В три часа ночи я почувствовала, что что-то не так. Резкая, но глухая боль, как будто далеко-далеко взорвалась планета. Я растрясла Брюса, и, когда он стряхнул с себя остатки сна, мы позвонили моей маме и Ларри. Те сразу же приехали и легли спать на двух диванах в ожидании того момента, когда утром проснется Люси. Надо было им спать, скрестив руки на груди, как благородным рыцарям в услужении у королевы.
Мы с Брюсом тем временем очутились в какой-то комнате. В больнице много комнат, о существовании которых вы даже не подозреваете, где ведутся разные разговоры. В нашей комнате нам рассказывали о кесаревом сечении, которое мне предстояло. Сначала рассказали, а потом нам пришлось ждать, пока освободится операционная. Или ОП, как они ее называли. Врачи что, боятся слов? Зачем все время заменять их сокращениями?
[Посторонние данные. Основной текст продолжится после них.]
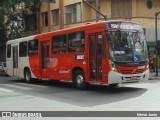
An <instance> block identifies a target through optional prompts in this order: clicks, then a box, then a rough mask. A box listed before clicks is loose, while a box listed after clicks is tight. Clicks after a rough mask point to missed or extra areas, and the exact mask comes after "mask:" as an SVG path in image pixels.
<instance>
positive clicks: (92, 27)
mask: <svg viewBox="0 0 160 120" xmlns="http://www.w3.org/2000/svg"><path fill="white" fill-rule="evenodd" d="M110 22H128V23H135V24H139V23H136V22H132V21H125V20H107V21H101V22H89V23H86V24H84V25H81V26H78V27H77V26H76V27H72V28H65V29H62V30H56V31H51V32H46V33H41V34H37V35H33V36H28V37H23V38H19V39H14V40H9V41H8V42H7V44H14V43H19V42H22V41H28V40H32V39H38V38H42V36H43V37H45V38H46V37H50V36H53V34H62V33H63V34H65V33H68V31H69V32H76V31H81V30H88V29H92V28H97V26H99V27H102V26H104V25H105V24H106V23H110ZM139 25H140V24H139Z"/></svg>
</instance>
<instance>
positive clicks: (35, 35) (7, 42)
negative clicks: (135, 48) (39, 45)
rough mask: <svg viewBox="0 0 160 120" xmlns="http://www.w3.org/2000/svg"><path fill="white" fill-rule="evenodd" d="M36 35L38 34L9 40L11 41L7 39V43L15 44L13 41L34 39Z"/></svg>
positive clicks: (10, 43)
mask: <svg viewBox="0 0 160 120" xmlns="http://www.w3.org/2000/svg"><path fill="white" fill-rule="evenodd" d="M35 36H36V35H33V36H28V37H23V38H18V39H13V40H9V41H7V44H13V43H19V42H22V41H27V40H33V39H34V37H35Z"/></svg>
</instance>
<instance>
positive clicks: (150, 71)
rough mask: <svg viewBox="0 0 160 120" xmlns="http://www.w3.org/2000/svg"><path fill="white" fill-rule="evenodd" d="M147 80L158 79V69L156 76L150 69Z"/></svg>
mask: <svg viewBox="0 0 160 120" xmlns="http://www.w3.org/2000/svg"><path fill="white" fill-rule="evenodd" d="M149 80H160V70H159V71H158V76H156V72H152V71H150V73H149Z"/></svg>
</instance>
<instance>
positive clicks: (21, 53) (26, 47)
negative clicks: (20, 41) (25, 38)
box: [19, 41, 27, 57]
mask: <svg viewBox="0 0 160 120" xmlns="http://www.w3.org/2000/svg"><path fill="white" fill-rule="evenodd" d="M26 56H27V41H25V42H20V43H19V57H26Z"/></svg>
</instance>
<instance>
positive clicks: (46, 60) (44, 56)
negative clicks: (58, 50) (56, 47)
mask: <svg viewBox="0 0 160 120" xmlns="http://www.w3.org/2000/svg"><path fill="white" fill-rule="evenodd" d="M41 67H42V69H41V77H42V78H47V77H48V76H47V73H48V69H49V41H45V42H42V43H41Z"/></svg>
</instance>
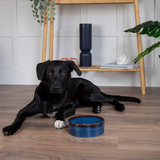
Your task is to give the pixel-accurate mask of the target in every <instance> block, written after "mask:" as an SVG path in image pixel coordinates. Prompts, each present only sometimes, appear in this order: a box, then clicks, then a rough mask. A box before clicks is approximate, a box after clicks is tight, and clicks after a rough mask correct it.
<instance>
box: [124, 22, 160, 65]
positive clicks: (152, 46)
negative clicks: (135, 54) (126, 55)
mask: <svg viewBox="0 0 160 160" xmlns="http://www.w3.org/2000/svg"><path fill="white" fill-rule="evenodd" d="M125 32H132V33H139V34H142V35H143V34H147V35H148V36H150V37H154V38H158V37H159V36H160V22H158V21H147V22H144V23H142V24H139V25H137V26H135V27H134V28H130V29H127V30H125ZM159 46H160V42H157V43H155V44H153V45H152V46H150V47H149V48H147V49H146V50H145V51H143V52H142V53H140V54H139V55H138V56H137V57H136V58H135V59H134V60H133V61H134V63H137V62H138V61H139V60H140V58H143V57H144V56H145V55H147V54H149V53H150V52H152V51H153V50H154V49H155V48H157V47H159ZM159 58H160V55H159Z"/></svg>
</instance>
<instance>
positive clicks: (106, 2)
mask: <svg viewBox="0 0 160 160" xmlns="http://www.w3.org/2000/svg"><path fill="white" fill-rule="evenodd" d="M55 2H56V4H105V3H133V2H134V0H55Z"/></svg>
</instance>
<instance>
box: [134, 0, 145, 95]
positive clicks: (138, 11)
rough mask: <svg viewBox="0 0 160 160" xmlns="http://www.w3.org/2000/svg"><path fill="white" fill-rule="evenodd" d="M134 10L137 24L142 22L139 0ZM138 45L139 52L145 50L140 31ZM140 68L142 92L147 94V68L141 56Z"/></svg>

Вошла хмурая медсестра-ирландка, точно телепортировавшая-ся из 1948 года.
— Вечером накануне было что-то необычное? — спросила она. Ну как она узнала?
Я поспешно ответила «нет», как виноватый подросток, которым в глубине души до сих пор и остаюсь. Но Брюс сказал:
— Мы занимались сексом.
Медсестра поджала губы:
— Сексом?
Брюс кивнул. Теперь и у него был виноватый вид.
— Хм… Что ж, видимо, придется доставать этого ребенка.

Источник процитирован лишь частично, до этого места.